Procedure for tendering and settlement of shares through Stock Exchange

  1. Acquisition window
    1. This facility for buying shares through stock exchange mechanism for such offers will be available on stock exchanges having nationwide trading terminals in the form of a separate window (“Acquisition Window”).
    2. If Acquisition Window is provided at more than one Stock Exchange having nationwide trading terminal, one of the exchanges shall be chosen as the “Designated Stock Exchange”(DSE).
    3. The Recognised Stock Exchanges having nationwide trading terminals shall also facilitate acquirers to provide the platform in case of companies exclusively listed on Recognised Regional Stock Exchanges.
    4. In case of competing offers, each acquirer will apply for and use separate Acquisition Window during the tendering period. Also, the acquirers may choose to use Acquisition Window at different stock exchanges.
  2. Placing of orders and basis of acceptance
    1. The acquirer/ company shall appoint a stock broker registered with the Board for the offer.
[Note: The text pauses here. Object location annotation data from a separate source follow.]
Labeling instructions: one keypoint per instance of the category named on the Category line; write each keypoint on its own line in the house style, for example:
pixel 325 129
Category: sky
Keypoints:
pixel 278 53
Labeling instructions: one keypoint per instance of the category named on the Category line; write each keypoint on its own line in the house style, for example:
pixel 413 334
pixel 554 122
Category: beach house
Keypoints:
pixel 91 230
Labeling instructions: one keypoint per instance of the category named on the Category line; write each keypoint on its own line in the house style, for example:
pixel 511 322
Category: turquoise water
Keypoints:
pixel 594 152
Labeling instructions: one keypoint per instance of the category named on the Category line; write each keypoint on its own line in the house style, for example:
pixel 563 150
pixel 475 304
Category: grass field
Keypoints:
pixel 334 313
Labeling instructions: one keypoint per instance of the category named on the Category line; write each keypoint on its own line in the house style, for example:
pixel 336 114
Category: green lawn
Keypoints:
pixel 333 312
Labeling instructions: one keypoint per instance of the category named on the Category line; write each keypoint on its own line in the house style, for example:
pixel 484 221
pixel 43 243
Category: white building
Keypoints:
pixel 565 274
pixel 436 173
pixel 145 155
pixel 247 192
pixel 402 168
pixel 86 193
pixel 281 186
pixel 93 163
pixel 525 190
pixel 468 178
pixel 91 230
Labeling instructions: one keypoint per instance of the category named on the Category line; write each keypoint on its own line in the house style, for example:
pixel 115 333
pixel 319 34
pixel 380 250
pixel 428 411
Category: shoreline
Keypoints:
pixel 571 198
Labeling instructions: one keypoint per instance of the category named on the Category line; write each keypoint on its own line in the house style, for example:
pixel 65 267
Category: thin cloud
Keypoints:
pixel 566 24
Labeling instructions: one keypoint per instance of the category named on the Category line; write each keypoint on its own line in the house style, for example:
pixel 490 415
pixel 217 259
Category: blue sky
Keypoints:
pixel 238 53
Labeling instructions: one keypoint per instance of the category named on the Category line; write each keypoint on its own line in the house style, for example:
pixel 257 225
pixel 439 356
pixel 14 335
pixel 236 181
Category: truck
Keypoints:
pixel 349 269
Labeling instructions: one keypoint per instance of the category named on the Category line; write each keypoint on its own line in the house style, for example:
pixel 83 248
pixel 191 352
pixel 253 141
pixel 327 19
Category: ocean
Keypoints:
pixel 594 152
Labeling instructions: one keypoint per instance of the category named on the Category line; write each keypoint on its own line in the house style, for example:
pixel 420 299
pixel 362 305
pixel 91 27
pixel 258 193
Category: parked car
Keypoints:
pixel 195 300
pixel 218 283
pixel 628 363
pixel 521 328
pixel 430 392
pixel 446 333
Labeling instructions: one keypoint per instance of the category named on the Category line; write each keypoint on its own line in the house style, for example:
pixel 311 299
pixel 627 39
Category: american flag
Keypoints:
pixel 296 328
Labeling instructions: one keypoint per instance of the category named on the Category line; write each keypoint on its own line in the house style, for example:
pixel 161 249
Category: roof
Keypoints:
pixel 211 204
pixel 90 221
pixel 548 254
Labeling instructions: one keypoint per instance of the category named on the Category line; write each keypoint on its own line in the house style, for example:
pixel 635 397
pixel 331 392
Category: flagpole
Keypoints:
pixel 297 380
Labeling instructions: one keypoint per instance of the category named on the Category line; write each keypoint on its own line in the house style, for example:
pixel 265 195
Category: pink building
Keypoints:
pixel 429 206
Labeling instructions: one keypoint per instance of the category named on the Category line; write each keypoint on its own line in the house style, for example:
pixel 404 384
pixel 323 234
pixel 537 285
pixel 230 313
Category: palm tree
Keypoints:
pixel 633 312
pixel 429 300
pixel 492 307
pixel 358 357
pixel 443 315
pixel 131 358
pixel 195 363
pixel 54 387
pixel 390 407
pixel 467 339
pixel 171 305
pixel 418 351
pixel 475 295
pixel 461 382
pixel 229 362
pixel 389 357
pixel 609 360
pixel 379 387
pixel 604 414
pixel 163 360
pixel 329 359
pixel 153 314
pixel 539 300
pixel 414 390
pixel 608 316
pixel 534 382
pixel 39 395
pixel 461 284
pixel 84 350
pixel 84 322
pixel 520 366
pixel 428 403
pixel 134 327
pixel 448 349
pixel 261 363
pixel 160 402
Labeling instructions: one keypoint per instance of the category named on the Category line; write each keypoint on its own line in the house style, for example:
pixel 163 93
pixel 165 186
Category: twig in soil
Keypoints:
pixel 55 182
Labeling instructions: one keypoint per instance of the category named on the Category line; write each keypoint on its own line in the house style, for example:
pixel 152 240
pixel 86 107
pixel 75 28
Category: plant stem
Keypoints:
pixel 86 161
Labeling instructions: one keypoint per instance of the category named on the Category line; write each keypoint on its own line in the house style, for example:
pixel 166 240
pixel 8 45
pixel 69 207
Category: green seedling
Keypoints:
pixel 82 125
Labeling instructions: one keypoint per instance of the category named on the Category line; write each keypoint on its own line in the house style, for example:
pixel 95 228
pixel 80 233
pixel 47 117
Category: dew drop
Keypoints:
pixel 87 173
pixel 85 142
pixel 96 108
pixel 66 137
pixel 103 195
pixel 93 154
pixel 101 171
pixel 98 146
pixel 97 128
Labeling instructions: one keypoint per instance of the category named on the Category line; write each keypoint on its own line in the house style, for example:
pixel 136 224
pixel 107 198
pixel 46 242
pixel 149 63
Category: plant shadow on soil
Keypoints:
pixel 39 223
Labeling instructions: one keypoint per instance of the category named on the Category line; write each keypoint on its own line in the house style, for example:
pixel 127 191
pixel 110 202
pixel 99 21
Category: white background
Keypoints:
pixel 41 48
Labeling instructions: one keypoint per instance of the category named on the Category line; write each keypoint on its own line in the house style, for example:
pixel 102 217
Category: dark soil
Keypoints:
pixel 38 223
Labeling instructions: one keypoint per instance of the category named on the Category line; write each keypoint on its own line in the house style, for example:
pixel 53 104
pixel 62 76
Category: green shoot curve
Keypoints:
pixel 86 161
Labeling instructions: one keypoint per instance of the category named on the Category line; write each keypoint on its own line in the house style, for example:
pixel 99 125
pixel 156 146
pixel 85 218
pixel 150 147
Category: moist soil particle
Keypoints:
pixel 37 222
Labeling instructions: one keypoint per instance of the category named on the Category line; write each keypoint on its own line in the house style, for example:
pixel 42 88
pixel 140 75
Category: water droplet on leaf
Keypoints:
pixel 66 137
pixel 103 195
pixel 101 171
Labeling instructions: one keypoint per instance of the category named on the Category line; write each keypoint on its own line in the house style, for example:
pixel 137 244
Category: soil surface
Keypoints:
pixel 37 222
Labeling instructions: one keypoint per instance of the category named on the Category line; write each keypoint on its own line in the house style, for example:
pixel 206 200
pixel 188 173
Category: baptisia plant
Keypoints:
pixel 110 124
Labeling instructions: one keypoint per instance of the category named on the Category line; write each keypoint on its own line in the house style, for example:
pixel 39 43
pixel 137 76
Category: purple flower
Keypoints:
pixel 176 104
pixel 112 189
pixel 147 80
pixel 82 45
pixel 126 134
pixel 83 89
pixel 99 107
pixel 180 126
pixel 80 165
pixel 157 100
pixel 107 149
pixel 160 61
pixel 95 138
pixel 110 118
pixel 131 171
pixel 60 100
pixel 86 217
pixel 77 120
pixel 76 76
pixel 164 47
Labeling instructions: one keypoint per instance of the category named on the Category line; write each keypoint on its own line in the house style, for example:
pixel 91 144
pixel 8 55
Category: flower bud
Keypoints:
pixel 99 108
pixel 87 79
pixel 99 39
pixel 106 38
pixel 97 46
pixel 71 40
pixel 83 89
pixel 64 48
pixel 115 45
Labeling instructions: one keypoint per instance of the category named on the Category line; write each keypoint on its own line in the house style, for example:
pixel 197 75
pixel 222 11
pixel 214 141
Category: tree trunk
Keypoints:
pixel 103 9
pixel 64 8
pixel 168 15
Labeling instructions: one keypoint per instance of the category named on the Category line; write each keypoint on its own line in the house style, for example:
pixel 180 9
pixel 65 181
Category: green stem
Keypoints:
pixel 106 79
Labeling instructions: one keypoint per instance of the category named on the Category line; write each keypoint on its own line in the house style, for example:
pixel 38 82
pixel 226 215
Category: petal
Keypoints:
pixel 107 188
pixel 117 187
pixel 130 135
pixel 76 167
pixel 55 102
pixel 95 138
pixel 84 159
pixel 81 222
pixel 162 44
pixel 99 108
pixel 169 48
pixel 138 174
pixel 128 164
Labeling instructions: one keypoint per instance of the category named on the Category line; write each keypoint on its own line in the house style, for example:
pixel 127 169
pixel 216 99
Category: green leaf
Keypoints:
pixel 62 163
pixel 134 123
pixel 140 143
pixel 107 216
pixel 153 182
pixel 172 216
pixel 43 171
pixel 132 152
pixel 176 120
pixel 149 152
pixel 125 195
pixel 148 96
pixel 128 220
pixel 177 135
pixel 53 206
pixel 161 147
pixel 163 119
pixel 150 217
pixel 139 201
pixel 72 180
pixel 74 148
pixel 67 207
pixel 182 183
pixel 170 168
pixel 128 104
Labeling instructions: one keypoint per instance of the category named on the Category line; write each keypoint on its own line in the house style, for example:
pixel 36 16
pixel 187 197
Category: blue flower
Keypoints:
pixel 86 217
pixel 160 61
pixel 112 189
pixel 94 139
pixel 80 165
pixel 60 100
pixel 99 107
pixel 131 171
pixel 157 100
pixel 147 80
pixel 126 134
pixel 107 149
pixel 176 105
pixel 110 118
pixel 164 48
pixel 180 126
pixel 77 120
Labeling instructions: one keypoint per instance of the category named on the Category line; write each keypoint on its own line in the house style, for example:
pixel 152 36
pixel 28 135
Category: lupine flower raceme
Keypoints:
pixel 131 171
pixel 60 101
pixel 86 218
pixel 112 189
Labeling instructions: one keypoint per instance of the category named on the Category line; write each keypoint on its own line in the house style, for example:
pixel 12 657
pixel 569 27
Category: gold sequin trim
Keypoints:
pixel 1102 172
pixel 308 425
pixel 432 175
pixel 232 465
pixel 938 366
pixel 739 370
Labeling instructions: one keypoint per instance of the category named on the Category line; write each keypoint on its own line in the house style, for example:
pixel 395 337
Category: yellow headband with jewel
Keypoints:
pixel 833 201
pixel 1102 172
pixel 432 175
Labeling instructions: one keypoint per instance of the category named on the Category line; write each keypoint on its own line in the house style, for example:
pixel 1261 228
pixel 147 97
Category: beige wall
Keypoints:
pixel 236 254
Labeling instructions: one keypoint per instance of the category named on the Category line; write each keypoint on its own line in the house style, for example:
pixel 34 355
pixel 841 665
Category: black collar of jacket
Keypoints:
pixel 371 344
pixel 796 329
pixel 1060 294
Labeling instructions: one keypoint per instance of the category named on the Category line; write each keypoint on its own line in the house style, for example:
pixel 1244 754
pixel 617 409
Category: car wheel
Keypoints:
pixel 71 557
    2. At the beginning of the tendering period, the order for buying the required number of shares shall be placed by acquirer/ company through his stock broker.
    3. During the tendering period, the order for selling the shares will be placed by eligible sellers through their respective stock brokers.
    4. Such shares would be transferred to a special account of the clearing corporation specifically created for this purpose prior to placing the bid.
    5. On the basis of shares transferred to the special account of the clearing corporation, the Stock Exchanges, during the tendering period, shall make available online to the market the cumulative quantity tendered.
  3. Finalization of basis of acceptance
    1. In case of offer under Takeover Regulations: Merchant Banker shall finalize the basis of acceptance of the shares depending upon the level of acceptances received in the offer.
    2. In case of offer under Buy Back Regulations:
      1. The company is required to announce a Record Date for determining the security holders who are eligible to participate in the proposed Buy-Back.
      2. Based on this information, eligible shareholders can tender shares in the Buy-Back using the Acquisition Window of the Stock Exchanges through selling brokers.
      3. Reconciliation for acceptances shall be conducted by the Merchant banker and the Registrar after closing of the Offer and the final list shall be provided to the Stock Exchanges to facilitate settlement.
  1. Execution of trades and settlement
    1. On finalization of the basis of acceptance, the clearing corporation would facilitate execution and settlement of trades by transferring the required number of shares from the special account to the escrow account of the acquirer/ company.
    2. The trades shall be carried out in the manner similar to settlement of trades in the secondary market process including providing an option for direct payout to the shareholders. This would include settlement of trades of physical shares as well.
    3. Excess shares, if any, would be returned to the seller brokers by Clearing Corporation.
    4. The seller broker would then issue contract note for the shares accepted and also return the balance to their respective clients.
  2. Disclosures – Certain additional disclosures will be required to be made in Detailed Public Statement, Letter of Offer for Takeover Regulations, in Public Announcement for Buyback Regulations and Delisting Regulations. The additional disclosure would include:
    1. Name and address of stock broker of the Acquirer/ Company,
    2. Name of the Recognised Stock Exchanges where the Acquisition Window
    3. Name of the Designated Stock Exchange, if applicable,
    4. Methodology for placement of orders, acceptances and settlement of shares held in demat form and physical form, and
    5. Details of the special account opened with Clearing Corporation.
  1. Tendering of Locked in-shares – For shares which are locked-in, the selling shareholder can tender the same in the existing method i.e. through off-market.